2. 12seconds.tv: The premise of 12seconds.tv was simple--share 12 second videos with your friends. Their goal was to become the Twitter of video. The startup, which launched in 2008, was able to get traction among early adopters, but not the public. It suffered the same problem as DailyBooth: it's hard to record video on a webcam. Nowadays, millions of people use Vine and Instagram to share six and 15-second videos.

3. SNOCAP: As Napster sped towards bankruptcy, Napster founder Shawn Fanning teamed up with Jordan Mendelson and Silicon Valley legend Ron Conway to create a platform that could manage and assign digital rights to content--primarily music. SNOCAP's goal was to pave the way for legal file-sharing. Its vision never materialized, despite raising more than $20 million, and in 2008 it was acquired by imeem for a small sum. These days, it's companies like Spotify, Rdio, and Apple that hope to bring digital music to the masses in a way that deters piracy.

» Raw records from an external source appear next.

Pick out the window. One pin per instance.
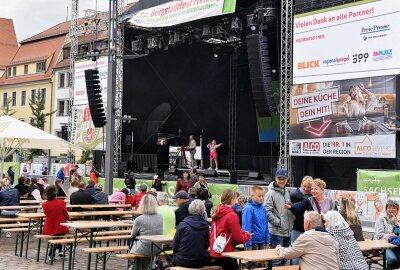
(23, 98)
(43, 94)
(33, 96)
(14, 100)
(41, 67)
(61, 80)
(5, 101)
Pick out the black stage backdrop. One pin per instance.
(186, 88)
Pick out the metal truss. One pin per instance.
(286, 80)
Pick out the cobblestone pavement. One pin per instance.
(8, 261)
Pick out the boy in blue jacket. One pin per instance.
(255, 220)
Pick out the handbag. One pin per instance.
(220, 242)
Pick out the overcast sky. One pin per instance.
(34, 16)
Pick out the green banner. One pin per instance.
(216, 190)
(379, 181)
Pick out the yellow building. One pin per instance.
(30, 73)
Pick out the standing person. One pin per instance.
(280, 220)
(192, 238)
(60, 173)
(202, 183)
(350, 254)
(349, 214)
(384, 227)
(149, 223)
(130, 182)
(298, 206)
(11, 174)
(319, 202)
(56, 213)
(213, 153)
(225, 221)
(316, 248)
(184, 183)
(255, 220)
(192, 149)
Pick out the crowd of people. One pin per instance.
(303, 226)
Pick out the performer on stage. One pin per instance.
(213, 153)
(192, 149)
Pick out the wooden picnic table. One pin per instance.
(92, 226)
(266, 255)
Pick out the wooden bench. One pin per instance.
(131, 257)
(202, 268)
(106, 251)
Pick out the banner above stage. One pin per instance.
(350, 41)
(349, 118)
(177, 12)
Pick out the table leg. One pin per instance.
(40, 239)
(27, 242)
(90, 245)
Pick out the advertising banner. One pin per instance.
(349, 118)
(177, 12)
(350, 41)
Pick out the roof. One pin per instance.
(57, 30)
(8, 42)
(33, 52)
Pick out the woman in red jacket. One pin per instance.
(56, 213)
(226, 221)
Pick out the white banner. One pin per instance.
(80, 96)
(353, 41)
(377, 146)
(177, 12)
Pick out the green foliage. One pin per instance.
(7, 110)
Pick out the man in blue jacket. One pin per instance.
(255, 220)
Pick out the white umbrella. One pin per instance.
(16, 134)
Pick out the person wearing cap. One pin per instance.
(99, 196)
(280, 220)
(182, 200)
(138, 196)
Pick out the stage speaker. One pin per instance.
(95, 100)
(210, 173)
(260, 74)
(233, 177)
(255, 175)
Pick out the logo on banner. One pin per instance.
(383, 55)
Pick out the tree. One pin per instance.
(7, 110)
(39, 119)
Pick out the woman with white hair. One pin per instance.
(149, 223)
(191, 239)
(350, 254)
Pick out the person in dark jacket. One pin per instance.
(90, 187)
(182, 200)
(191, 239)
(80, 197)
(202, 194)
(11, 173)
(9, 196)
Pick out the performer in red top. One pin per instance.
(213, 153)
(56, 213)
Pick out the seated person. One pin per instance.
(192, 237)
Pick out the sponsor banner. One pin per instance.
(379, 181)
(359, 39)
(80, 95)
(177, 12)
(349, 118)
(83, 133)
(379, 146)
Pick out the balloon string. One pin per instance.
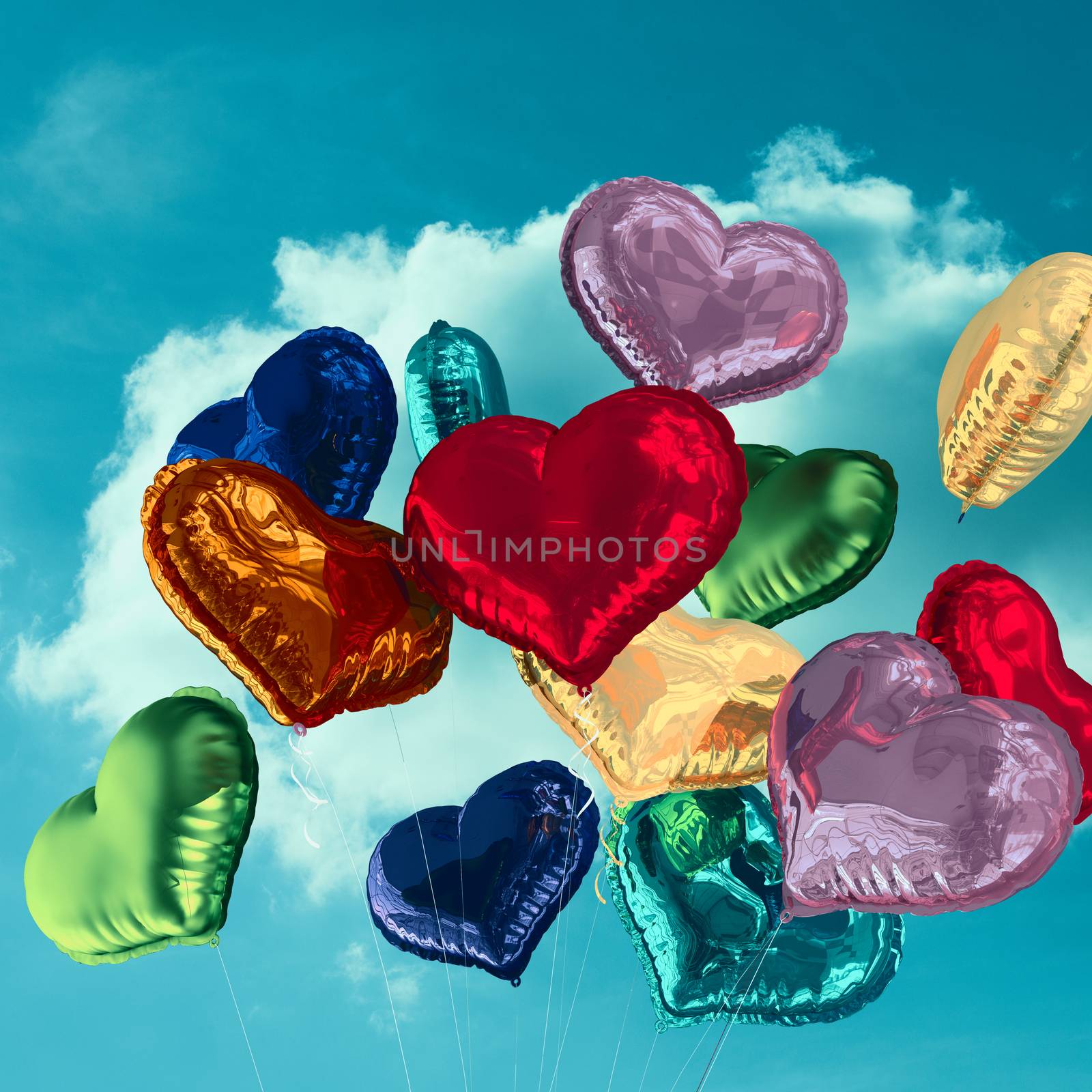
(588, 743)
(573, 816)
(644, 1073)
(462, 893)
(717, 1014)
(622, 1033)
(436, 909)
(731, 1024)
(367, 915)
(316, 802)
(573, 1006)
(557, 931)
(246, 1037)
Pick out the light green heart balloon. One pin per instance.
(147, 857)
(813, 527)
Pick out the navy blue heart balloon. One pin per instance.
(500, 870)
(320, 412)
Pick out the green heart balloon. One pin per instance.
(147, 857)
(813, 527)
(696, 879)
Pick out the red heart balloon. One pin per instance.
(1003, 642)
(569, 542)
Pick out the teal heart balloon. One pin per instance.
(696, 879)
(813, 527)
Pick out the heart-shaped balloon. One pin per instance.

4. Virtuality: Virtual reality isn't new. In the 1990s, Dr. Jonathan Waldern created Virtuality Group and its signature product, Virtuality--a VR headset with 3D trackers to track hand movement. It was used in arcade games in the 1990s, but it never transformed gaming or garnered mainstream acceptance. Today, virtual reality has become more and more mainstream, thanks to the Oculus Rift, an advanced VR system acquired by Facebook for more than $2 billion.

5. Webvan: Webvan is the ultimate "ahead of its time" startup. Founded in 1999, just before the bubble burst, it was backed by Silicon Valley's top investors: Benchmark, Sequoia, Yahoo, and even Softbank. It built up too rapidly, its business model wasn't sustainable, and it didn't have the benefit of high-speed mobile ordering. Today, startups like Instacart are pushing same-day grocery delivery into the mainstream. Instacart recently raised $100 million at a $2 billion valuation.